In prepared remarks, Mr. Bay stated that FERC has the “tools necessary to effectively police FERC-regulated markets” but identified two regulatory limitations to its oversight efforts. First, he noted that FERC’s surveillance program lacks data from certain financial markets regulated by the CFTC. These financial markets are “interrelated” with physical markets regulated by FERC, and FERC has found that some market participants could use positions in one market unlawfully to benefit a position in another. Mr. Bay highlighted the recent information sharing agreements between FERC and the CFTC, and urged the agencies to work together in implementing them.
Second, Mr. Bay identified the jurisdictional “uncertainty” caused by the D.C. Circuit’s decision in Hunter v. FERC, 711 F.3d 155 (D.C. Cir. 2013). In Hunter, the court ruled that FERC lacked jurisdiction to bring manipulation charges over futures contracts regulated by the CFTC, even if the activity affected physical markets regulated by FERC. Mr.
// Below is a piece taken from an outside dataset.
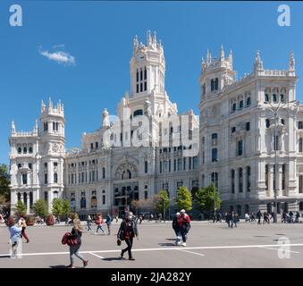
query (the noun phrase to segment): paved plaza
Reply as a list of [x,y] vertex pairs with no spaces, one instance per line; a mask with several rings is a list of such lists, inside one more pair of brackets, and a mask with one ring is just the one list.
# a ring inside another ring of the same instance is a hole
[[[21,258],[12,259],[8,257],[8,230],[0,227],[0,268],[66,267],[70,264],[69,248],[61,244],[61,239],[71,229],[28,227],[30,242],[22,244]],[[303,267],[303,223],[242,223],[230,229],[224,223],[193,222],[187,247],[181,247],[173,244],[171,222],[144,222],[139,225],[139,240],[134,240],[135,261],[119,257],[122,247],[116,245],[117,230],[118,224],[114,223],[112,235],[94,235],[87,233],[85,228],[81,252],[89,261],[88,267]],[[283,248],[282,240],[287,243]],[[76,259],[76,266],[81,267]]]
Bay claimed that some market participants interpret Hunter “to cover not only manipulation in the futures market, but also many additional transactions and products, including those squarely within FERC’s jurisdictional markets.” He suggested a “legislative fix to eliminate uncertainty on this matter”.
Mr. Bay also testified about the role of financial institutions in physical markets, stressing that FERC treats these institutions in the same manner as traditional market participants, such as generators and utilities. He recognized that financial institutions have long played a role in physical markets, noting that their role has declined in recent years. He highlighted the benefits financial institutions can play in markets, such as by providing liquidity, and did not take a position on whether there are emerging trends of potential manipulation caused by financial institutions. His testimony echoed a large academic literature that also concludes that financial participants facilitate well-functioning markets.
Representatives for the CFTC and Board of Governors of the Federal Reserve System also testified.